Suppressing facts

It is a matter of grave concern that the Department of Telecommunications, acting on orders of a Gwalior court, has blocked scores of URLs (uniform resource locators) that carried articles critical of the controversial Indian Institute of Planning and Management (IIPM).

In doing so, the government has acted again to stifle the articulation of opinion on the Internet. IIPM’s questionable functioning was the subject of articles that were carried online by several well-respected publications and reproduced too in blogs.

Piqued by their revelations, IIPM’s director Arindam Choudhuri filed a string of defamation cases against the publications. Interestingly, the cases were filed in rather remote towns such as Gwalior and Silchar rather than in Delhi or state capitals.

It was evident that Choudhuri’s strategy was aimed at making life so difficult for his critics that they would stop writing negative stories.
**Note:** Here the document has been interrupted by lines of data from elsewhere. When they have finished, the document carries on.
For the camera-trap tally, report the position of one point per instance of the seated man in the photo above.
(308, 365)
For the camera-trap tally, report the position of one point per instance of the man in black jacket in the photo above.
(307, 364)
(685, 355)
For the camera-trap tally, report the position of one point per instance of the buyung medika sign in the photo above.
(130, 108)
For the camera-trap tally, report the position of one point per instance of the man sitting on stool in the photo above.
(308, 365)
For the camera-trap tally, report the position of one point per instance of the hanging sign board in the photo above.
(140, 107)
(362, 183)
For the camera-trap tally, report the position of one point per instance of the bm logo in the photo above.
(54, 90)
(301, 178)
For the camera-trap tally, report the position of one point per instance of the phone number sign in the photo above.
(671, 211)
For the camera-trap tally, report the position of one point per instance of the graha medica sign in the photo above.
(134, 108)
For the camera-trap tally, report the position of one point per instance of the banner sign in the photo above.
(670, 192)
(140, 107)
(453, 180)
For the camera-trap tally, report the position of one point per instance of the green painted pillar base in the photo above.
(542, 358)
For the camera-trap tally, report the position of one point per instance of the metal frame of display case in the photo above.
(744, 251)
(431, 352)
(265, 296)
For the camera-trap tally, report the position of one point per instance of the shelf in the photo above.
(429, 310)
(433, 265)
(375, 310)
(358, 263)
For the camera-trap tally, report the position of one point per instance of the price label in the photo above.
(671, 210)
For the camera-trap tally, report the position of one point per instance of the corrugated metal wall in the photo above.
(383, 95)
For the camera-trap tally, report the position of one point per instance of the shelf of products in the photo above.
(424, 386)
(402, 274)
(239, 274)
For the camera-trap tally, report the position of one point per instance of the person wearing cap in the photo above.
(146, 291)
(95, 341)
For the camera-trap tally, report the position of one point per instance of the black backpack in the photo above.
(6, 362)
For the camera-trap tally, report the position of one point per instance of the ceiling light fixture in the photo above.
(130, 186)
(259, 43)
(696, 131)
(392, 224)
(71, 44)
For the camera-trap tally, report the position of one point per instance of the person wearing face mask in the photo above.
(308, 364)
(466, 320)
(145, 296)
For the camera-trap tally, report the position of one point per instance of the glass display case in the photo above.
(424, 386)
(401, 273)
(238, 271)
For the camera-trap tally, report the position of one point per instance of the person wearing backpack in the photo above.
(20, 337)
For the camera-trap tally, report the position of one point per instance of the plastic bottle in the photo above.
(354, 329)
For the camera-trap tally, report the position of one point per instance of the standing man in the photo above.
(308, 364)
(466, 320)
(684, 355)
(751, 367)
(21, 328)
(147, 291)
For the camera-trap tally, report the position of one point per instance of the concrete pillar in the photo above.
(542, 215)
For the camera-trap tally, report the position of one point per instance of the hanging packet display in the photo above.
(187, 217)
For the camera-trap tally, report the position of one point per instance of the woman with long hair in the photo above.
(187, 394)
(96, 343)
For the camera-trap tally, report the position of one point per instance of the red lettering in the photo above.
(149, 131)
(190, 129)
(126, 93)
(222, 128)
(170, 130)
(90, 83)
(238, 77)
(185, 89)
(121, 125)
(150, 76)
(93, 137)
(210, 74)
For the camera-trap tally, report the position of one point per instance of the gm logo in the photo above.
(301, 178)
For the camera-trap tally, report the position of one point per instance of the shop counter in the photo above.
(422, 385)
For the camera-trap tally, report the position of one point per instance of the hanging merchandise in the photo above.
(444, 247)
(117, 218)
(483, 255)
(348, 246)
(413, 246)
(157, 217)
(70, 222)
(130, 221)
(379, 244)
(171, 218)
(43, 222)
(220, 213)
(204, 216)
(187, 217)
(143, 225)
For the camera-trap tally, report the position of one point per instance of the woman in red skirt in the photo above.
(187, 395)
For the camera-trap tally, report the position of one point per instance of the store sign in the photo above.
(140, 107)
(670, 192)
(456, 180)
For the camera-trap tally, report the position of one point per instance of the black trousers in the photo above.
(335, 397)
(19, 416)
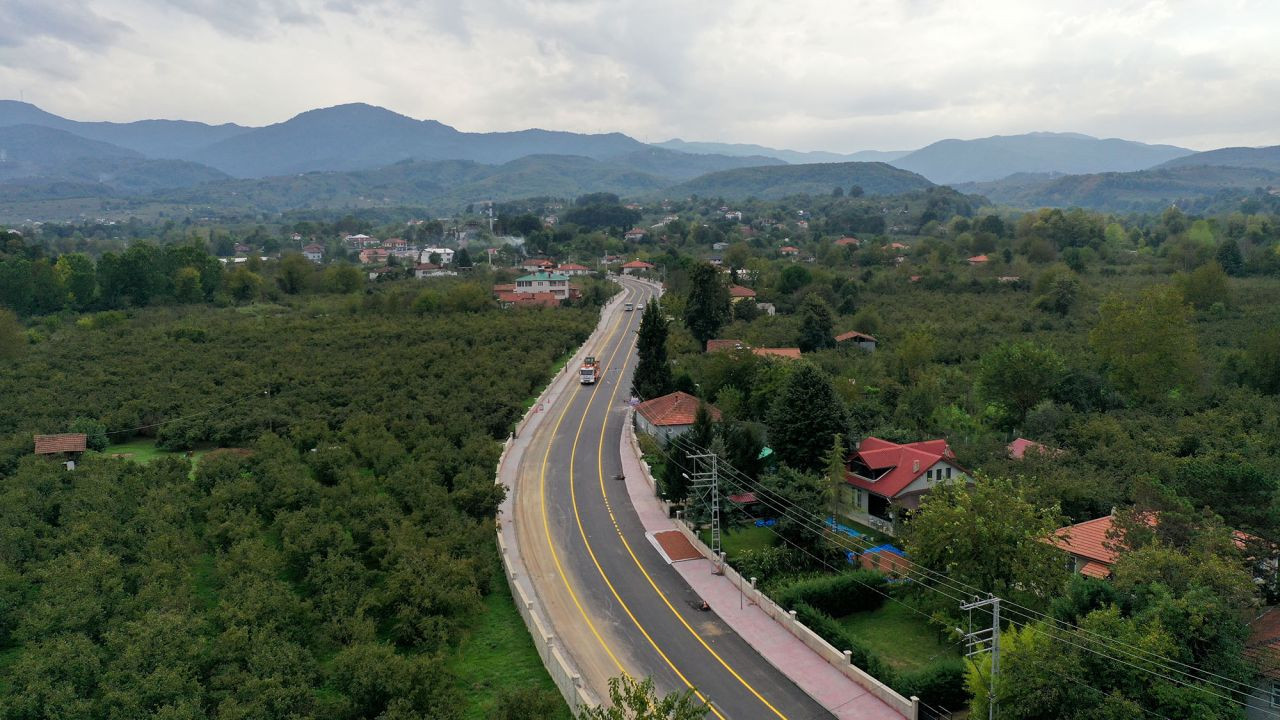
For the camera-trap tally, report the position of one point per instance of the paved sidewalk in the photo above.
(845, 698)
Taking this strategy to the next level, the IIPM director asked the court to issue an order blocking the ‘defamatory websites.’ It is unfortunate that the Gwalior court complied with such a request and worse, did so without giving the defendants the chance to provide their side of the story. 
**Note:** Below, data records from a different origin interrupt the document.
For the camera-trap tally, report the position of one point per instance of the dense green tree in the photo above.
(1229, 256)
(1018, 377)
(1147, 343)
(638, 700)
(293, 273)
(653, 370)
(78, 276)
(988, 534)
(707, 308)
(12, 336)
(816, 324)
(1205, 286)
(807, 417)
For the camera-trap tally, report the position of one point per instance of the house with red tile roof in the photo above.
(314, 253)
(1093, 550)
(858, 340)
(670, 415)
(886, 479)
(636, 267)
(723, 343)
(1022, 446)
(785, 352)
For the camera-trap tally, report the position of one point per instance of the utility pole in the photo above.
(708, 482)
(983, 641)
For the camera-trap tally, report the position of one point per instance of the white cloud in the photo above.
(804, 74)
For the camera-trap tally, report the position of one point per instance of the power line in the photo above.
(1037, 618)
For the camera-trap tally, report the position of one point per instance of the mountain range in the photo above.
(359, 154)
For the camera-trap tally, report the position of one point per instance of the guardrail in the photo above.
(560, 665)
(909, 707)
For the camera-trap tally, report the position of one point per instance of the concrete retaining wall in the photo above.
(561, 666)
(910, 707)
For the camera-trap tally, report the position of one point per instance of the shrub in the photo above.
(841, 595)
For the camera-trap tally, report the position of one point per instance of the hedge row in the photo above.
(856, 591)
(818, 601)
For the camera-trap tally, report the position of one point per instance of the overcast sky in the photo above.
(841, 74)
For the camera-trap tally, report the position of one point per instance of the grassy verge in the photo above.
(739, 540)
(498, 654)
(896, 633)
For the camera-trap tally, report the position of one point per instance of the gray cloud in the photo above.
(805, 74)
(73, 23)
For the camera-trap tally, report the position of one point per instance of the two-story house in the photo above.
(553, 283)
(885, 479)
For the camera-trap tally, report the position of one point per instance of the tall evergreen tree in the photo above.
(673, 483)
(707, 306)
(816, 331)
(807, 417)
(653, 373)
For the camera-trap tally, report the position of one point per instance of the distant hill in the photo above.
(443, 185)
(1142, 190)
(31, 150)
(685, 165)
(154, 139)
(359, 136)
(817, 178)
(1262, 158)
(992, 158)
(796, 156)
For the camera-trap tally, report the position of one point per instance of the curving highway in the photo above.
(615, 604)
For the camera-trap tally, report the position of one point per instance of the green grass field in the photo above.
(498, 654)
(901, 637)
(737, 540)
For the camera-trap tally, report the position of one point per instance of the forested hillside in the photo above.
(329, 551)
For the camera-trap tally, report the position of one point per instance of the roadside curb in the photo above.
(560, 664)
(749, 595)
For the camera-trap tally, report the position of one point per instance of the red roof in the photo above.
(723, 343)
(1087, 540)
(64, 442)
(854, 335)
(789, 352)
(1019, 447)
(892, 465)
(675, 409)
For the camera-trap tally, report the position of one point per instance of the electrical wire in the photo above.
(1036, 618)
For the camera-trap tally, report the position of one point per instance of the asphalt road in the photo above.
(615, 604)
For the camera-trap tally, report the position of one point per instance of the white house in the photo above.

The blocking of the URLs not only amounts to silencing of opinion and the right to freedom of expression but also it is an attempt at preventing information from reaching the public. Among the URLs that were blocked is one on the University Grants Commission (UGC) website, which carried a document clarifying that the IIPM is not recognised by the UGC or authorised to award degrees to its students. The court order has thus abetted in the concealment of facts, even the suppression of information.

The blocking of URLs criticising IIPM and its director sets a bad precedent. It will encourage other individuals and institutions anxious to prevent knowledge of their illegal activities, poor governance, corruption, etc from becoming public simply by going to court and pleading they were being defamed. This has implications not just for the freedom of the Indian media but for the individual’s right to freedom of expression.
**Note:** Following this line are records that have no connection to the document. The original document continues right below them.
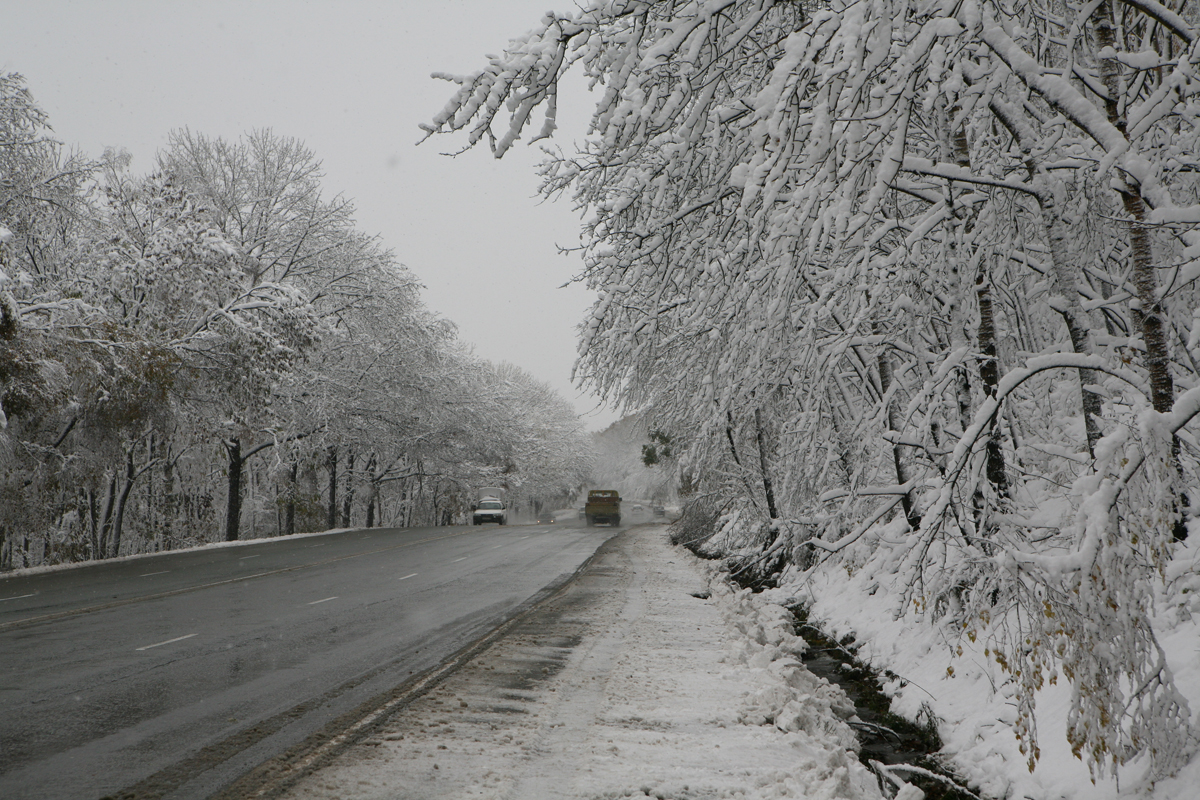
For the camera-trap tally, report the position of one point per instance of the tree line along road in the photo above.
(172, 675)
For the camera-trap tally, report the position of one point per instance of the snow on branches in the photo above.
(880, 257)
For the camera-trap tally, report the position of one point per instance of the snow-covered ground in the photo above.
(627, 685)
(967, 691)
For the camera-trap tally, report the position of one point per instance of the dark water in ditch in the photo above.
(886, 738)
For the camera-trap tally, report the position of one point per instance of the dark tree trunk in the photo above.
(1152, 313)
(989, 373)
(289, 516)
(375, 492)
(910, 507)
(94, 522)
(331, 516)
(123, 499)
(768, 487)
(107, 518)
(233, 504)
(348, 500)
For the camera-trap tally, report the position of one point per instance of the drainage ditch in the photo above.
(904, 747)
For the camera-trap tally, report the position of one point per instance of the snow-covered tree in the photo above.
(862, 256)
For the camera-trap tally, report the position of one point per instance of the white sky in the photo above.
(352, 80)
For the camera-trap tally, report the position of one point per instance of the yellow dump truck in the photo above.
(603, 507)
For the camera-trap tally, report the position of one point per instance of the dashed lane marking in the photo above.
(178, 638)
(160, 595)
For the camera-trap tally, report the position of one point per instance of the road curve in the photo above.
(171, 677)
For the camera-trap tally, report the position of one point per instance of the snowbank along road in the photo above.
(633, 681)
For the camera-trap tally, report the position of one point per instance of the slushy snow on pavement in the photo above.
(624, 685)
Schools like IIPM have built their reputation on aggressive advertising rather than academic excellence. While they are free to choose their path to establishing their name they cannot silence opinion that is critical of their functioning.

Millions of students in this country make their decisions based on diverse opinion expressed in the media. They cannot be denied the right to access such information. Silencing criticism is untenable in our democracy.